Luxury-brand designer, Tapestry (NYSE: TPR) reported its fourth quarter financial results before the market open on Thursday. The Company missed Q4 estimates and reported a weaker-than-expected guidance, causing shares to crater by as much as 20% on Thursday afternoon.
For the quarter, Tapestry reported earnings of USD 0.61 per share on revenue of USD 1.51 Billion. Tapestry fell in-line with FactSet analysts’ earnings estimates, but fell short of its revenue estimate of USD 1.53 Billion.
During the quarter, Tapestry reported that overall net sales rose by 2% year-over-year, primarily driven by the steady growth across its segments.
Tapestry’s Coach unit reported net sales of USD 1.10 Billion for the quarter, increasing by 2% year-over-year, while global comparable store sales rose by 2%.
Kate Spade reported sales of USD 332 Million, increasing by 6% year-over-year. Despite the growth in sales, the unit reported that global comparable store sales declined by 6% year-over-year. Stuart Weitzman delivered USD 85 Million, representing a growth of 17% year-over-year.
Coach accounts for the majority of Tapestry’s financials because of its large international market reach. Tapestry Chief Executive Officer Victor Luis said that Coach had a strong year, driven by the success in its digital and international growth.
“Coach – our largest and most globally diversified brand – had a strong year, driven by growth in our international and digital channels, while outperforming the direct competition in North America. We understand that driving sustainable growth at Coach is essential to the success of Tapestry overall and are proud of the brand’s performance, highlighted by seven consecutive quarters of positive comparable store sales.” said Luis in the press release.
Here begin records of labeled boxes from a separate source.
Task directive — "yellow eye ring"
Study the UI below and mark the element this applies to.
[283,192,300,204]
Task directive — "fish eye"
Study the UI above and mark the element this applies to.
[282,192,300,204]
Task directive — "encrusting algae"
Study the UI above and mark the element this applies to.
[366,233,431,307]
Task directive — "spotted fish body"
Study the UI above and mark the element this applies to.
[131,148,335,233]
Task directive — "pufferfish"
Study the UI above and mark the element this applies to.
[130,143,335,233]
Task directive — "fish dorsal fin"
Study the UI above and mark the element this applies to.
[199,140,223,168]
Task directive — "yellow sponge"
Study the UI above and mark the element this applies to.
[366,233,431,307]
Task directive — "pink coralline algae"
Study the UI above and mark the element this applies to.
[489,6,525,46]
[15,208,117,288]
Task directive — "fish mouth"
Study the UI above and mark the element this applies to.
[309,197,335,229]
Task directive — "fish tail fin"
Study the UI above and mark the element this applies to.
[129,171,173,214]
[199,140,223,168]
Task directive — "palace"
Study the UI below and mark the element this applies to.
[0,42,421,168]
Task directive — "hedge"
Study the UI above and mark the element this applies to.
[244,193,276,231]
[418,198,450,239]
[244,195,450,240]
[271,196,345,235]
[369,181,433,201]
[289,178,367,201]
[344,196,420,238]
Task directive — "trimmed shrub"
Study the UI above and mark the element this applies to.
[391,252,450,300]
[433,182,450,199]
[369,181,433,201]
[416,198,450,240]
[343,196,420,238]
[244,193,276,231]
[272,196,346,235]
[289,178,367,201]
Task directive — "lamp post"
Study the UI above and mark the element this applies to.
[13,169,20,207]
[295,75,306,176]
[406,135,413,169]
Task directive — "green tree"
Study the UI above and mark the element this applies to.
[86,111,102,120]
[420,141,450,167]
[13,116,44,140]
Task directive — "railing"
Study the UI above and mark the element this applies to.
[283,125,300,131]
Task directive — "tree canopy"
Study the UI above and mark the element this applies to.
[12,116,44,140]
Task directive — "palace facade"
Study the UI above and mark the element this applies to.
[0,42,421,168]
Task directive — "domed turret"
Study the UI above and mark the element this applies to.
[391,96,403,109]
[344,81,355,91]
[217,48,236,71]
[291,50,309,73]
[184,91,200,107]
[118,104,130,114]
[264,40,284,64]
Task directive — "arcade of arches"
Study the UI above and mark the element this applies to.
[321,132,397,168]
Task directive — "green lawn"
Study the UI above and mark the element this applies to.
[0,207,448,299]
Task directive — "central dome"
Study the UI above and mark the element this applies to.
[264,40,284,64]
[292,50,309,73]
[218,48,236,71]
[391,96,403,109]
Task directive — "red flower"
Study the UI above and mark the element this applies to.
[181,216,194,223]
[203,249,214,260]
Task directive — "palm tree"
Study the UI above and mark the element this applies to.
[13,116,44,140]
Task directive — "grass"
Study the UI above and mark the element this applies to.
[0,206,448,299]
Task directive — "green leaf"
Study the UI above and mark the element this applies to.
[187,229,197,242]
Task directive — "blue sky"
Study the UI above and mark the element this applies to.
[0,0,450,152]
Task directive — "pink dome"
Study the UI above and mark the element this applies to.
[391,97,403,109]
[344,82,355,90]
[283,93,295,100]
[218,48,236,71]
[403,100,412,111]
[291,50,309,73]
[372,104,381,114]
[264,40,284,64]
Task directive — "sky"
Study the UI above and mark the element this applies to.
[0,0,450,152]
While Luis praised the growth of its Coach segment, he mentioned that the Company was rather disappointed in the weaker-than-expected results from its Kate Spade unit.
Kate Spade “did not meet our expectations and more time is required to drive a positive inflection in the business, particularly in light of the traffic-challenged and competitive retail environment in North America. We acknowledge that there are opportunities to improve performance and we are addressing those areas with a sense of urgency.” said Luis.
Moving forward, Tapestry expects revenue to rise at a low-single digit rate in fiscal 2020 and earnings to remain flat year-over-year. Tapestry’s revenue and earnings forecasts are both well below FactSet’s estimates.